Distressing CIPN often leads to reductions in potentially life-saving chemotherapy treatment. Most patients receive inadequate education about CIPN before initiating chemotherapy and have difficulty describing their symptoms when they manifest. ^4,82,166 Additionally, clinicians often lack the time, knowledge, and resources for adequate assessment of CIPN.¹⁶⁷ Although individuals may adjust to CIPN, it might never resolve. While no curative treatments for CIPN are known, several nursing and pharmacologic interventions may help to manage CIPN and lessen resulting functional limitations. Duloxetine is the only drug that is recommended for the palliative treatment of chronic painful CIPN. However, treatments (eg, nortriptyline, gabapentin, amitriptyline) for other chronic pain conditions that exhibit chronic painful CIPN-like manifestations and pathophysiological mechanisms may also be recommended. Further research will help to identify which of these chronic pain treatments are effective for chronic painful CIPN.

Ultimately, nurses play a vital role in assessing for early signs and existing manifestations of CIPN, providing CIPN education, and assisting patients with CIPN management. Nurses can advocate and suggest referrals to CIPN and co-occurring symptom management resources for patients. Finally, nurses can provide emotional support to individuals who are experiencing the scary, painful, isolating, and functionally debilitating manifestations of CIPN.

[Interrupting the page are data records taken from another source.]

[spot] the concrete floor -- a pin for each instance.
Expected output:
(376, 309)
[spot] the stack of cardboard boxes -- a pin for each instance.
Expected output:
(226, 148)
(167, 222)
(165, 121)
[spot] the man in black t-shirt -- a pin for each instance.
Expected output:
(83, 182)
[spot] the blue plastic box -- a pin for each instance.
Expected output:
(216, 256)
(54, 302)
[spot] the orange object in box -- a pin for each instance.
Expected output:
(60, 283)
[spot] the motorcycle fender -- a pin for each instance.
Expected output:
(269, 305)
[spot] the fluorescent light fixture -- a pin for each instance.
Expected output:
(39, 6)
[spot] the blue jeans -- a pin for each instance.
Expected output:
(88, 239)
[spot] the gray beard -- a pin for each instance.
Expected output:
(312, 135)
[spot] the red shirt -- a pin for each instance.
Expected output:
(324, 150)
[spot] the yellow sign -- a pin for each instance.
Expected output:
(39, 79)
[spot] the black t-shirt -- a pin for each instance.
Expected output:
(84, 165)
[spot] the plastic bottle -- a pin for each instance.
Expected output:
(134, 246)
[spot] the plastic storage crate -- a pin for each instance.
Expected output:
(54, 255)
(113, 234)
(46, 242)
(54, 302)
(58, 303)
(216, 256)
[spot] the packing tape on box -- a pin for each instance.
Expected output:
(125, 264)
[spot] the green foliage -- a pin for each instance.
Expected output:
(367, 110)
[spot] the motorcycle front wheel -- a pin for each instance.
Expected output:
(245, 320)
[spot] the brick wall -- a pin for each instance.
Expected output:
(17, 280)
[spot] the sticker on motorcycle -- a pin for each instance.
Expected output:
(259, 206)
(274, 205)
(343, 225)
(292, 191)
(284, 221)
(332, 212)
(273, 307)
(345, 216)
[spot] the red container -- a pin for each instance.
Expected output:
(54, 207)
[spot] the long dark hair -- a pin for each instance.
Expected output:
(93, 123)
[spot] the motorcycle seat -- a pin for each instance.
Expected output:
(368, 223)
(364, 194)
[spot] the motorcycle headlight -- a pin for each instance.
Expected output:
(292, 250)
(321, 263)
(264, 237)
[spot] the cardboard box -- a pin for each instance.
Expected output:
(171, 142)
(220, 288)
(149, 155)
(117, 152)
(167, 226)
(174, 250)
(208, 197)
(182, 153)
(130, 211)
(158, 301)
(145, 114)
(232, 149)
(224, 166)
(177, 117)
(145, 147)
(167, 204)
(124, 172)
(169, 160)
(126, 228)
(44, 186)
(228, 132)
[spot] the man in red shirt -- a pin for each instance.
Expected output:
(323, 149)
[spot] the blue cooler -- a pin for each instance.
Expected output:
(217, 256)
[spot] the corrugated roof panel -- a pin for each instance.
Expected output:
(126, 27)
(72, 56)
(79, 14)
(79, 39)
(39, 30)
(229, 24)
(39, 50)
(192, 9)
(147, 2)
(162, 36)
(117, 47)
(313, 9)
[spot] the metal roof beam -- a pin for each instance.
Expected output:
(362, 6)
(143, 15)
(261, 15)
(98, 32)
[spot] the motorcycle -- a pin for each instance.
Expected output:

Future directions in research

Further research is needed to explore the specific mechanisms and predictors of chronic painful CIPN and to evaluate interventions to prevent and treat each type of CIPN. Several classes of neurotoxic agents may induce CIPN through varying mechanisms; thus, the intervention must be tailored to the type of CIPN. Many of the more than 75 trials that have tested CIPN interventions were limited by poor CIPN measurement and lack of intervention specificity to the type of CIPN studied. Most importantly, few studies have focused specifically on interventions for chronic painful CIPN. Additional studies of nonpharmacologic interventions and preclinical studies of pharmacologic agents and supplements are needed to inform larger and more rigorous clinical research testing mechanism-specific interventions for chronic painful CIPN.